第5章 お祈りはいつも届かない
昇降口でキセキのみんなと別れる。
朝の廊下では誰もネクタイについて触れてくることは無く、気付いた人達も驚きの目で私の胸元を見つめたりしたけれど、赤司くんに伝わることが怖いのか、そう突っ込んだことは聞かれなかった。
このネクタイと、それから白河さんが重種のカガミくんとエンゲージした件。
いい意味でも悪い意味でも、少しドキドキしながら、クラスにつく。
気分の昂りを押さえるように「おはよう」とみんなに声をかける。少し、落ち着きたかったからだ。
そうすれば、教室中の視線が一斉にこちらに集まって、同じように挨拶を返されて。それで今日の授業やお昼のこととかを話して、いつも通りの私に戻れる。
何人か親しく話せる友達もできてきたし、きっと今日も大丈夫だろうと、そう思っていたのだ。
「おはよ……」
いち早く私に気づいた高尾くんが、挨拶を返しかけて、表情を強張らせた。
「なあ皆元、それって」
彼の視線は、やはり私の真紅のネクタイに注がれている。
「……赤司の、だよな?」
赤司くんの名前が出た途端、他の子と談笑に興じていたクラスメイト達も、私のほうを向いたのがわかった。
その場にいた全員が、静かになる。
彼らの目は、赤い一点に吸い寄せられる。
「そうだよ。赤司くんの、恋人になったの」
そう言うと、不意に、教室の床が遠くに伸びて、みんなが私を置いて遠くに行ってしまうような錯覚に襲われた。
「そっか、おめでとう」
高尾くんがどこか寂し気に微笑んで、私の意識を現実に連れ戻す。彼の祝福の言葉を皮切りに、他の子たちもお祝いの言葉をくれたけれど、どこかよそよそしかった。
なんだろう、この感じ。
席についても、昨日まで駆け寄ってきてくれた子たちは、こちらに来ない。高尾くんはほかのグループに捕まっていて、私から話しかけられなさそうだ。

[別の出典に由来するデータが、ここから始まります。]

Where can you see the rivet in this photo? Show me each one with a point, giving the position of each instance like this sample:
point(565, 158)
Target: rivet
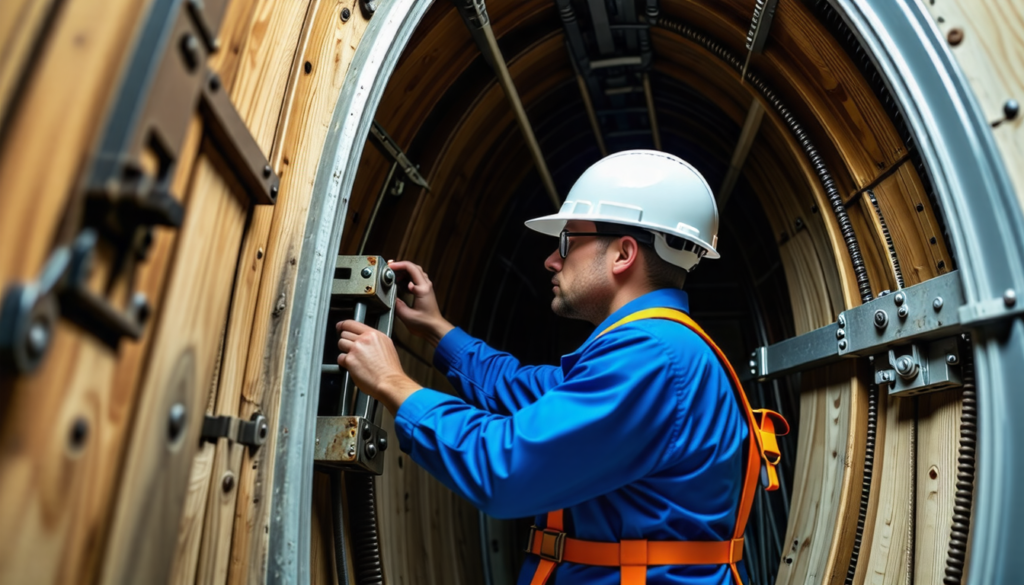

黄瀬くんだったら、きっといつも通りに接してくれるだろうし、斑類絡みの関係性から自由な白河さんや黒子くんだって、私が赤司くんの彼女でも、何も言わないかもな。
そうか、重種の恋人という点では、白河さんもこんな風に疎外されてしまうのだろうか。
私が仲良くしてあげなくちゃ。
ぼんやり考えていた私の耳に、白河さんの挨拶が届いた。振り向いて彼女の胸元を確認する。
……ネクタイは"小豆色のまま"だった。